On Wednesday authorities wrapped up an 8 month long investigation into a hacking attack on the popular ticket exchange site Stubhub. The international investigation resulted a total of 10 people in New York, London and Toronto. 6 of the 10 involved in the international ring were arranged in Manhattten.
“Today’s arrests and indictment connect a global network of hackers, identity thieves and money-launderers who victimized countless individuals,” Manhattan District Attorney Cyrus R. Vance said at Wednesday’s news conference.
Stubhub was alerted to the attack in December of last year and quick contacted the authorities.
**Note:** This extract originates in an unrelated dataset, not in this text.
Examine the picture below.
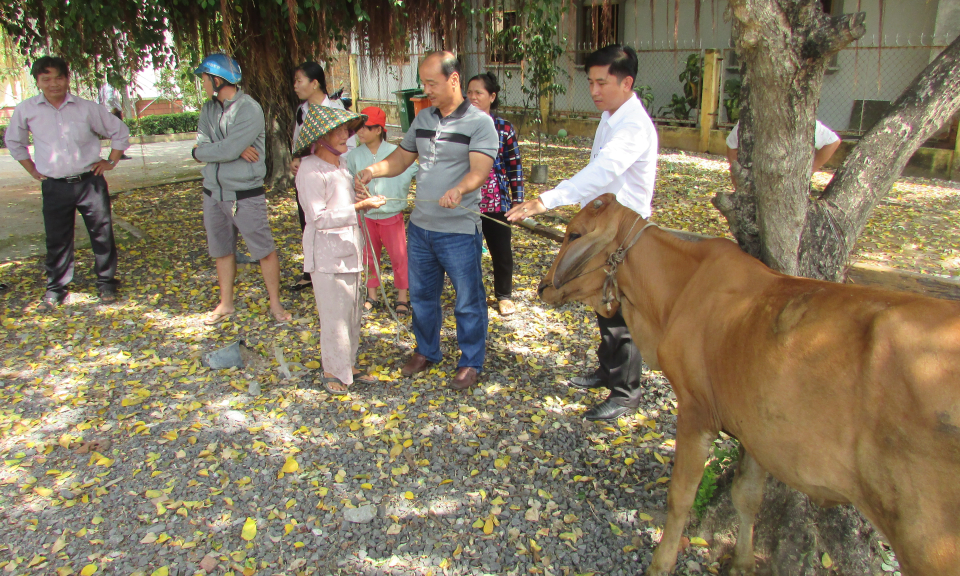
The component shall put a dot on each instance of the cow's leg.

The authorities sifted through over 1.000 customer accounts that were found to have been affect by the malicious scheme that stole information and made purchase that were estimate at $1.6 million or more. Some of the fraudulent purchases charge to the account were tickets to Jay Z and Elton John concerts, a New York Yankees-Boston Red Sox game and Broadway shows like The Book of Mormon.
“It is important to note, there have been no intrusions into StubHub technical or financial systems,” spokesman Glenn Lehrman said.
Much the same as other attacks that have hit other retailers, restaurants and e-commerce sites the attack didn't break into the main server. It was instead an ambush attack where the perpetrators will place malware at the checkout were it will latch-on to customer's accounts as they would buy or sell their tickets. The malware can then burrow into that persons computer to retrieve passwords, credit card information and other account information.
According to Stubhub they have reimbursed all of the customers that were victimized in the attack. They also helped those customers change their passwords. They didn't say if they were providing any type of account monitoring.
Authorities advise that advise keeping a close watch on back statements and use monitoring services. Other precautions that are advisable to help prevent other such incidents are to have updated security software, such as, firewalls, anti-malware and account encryption.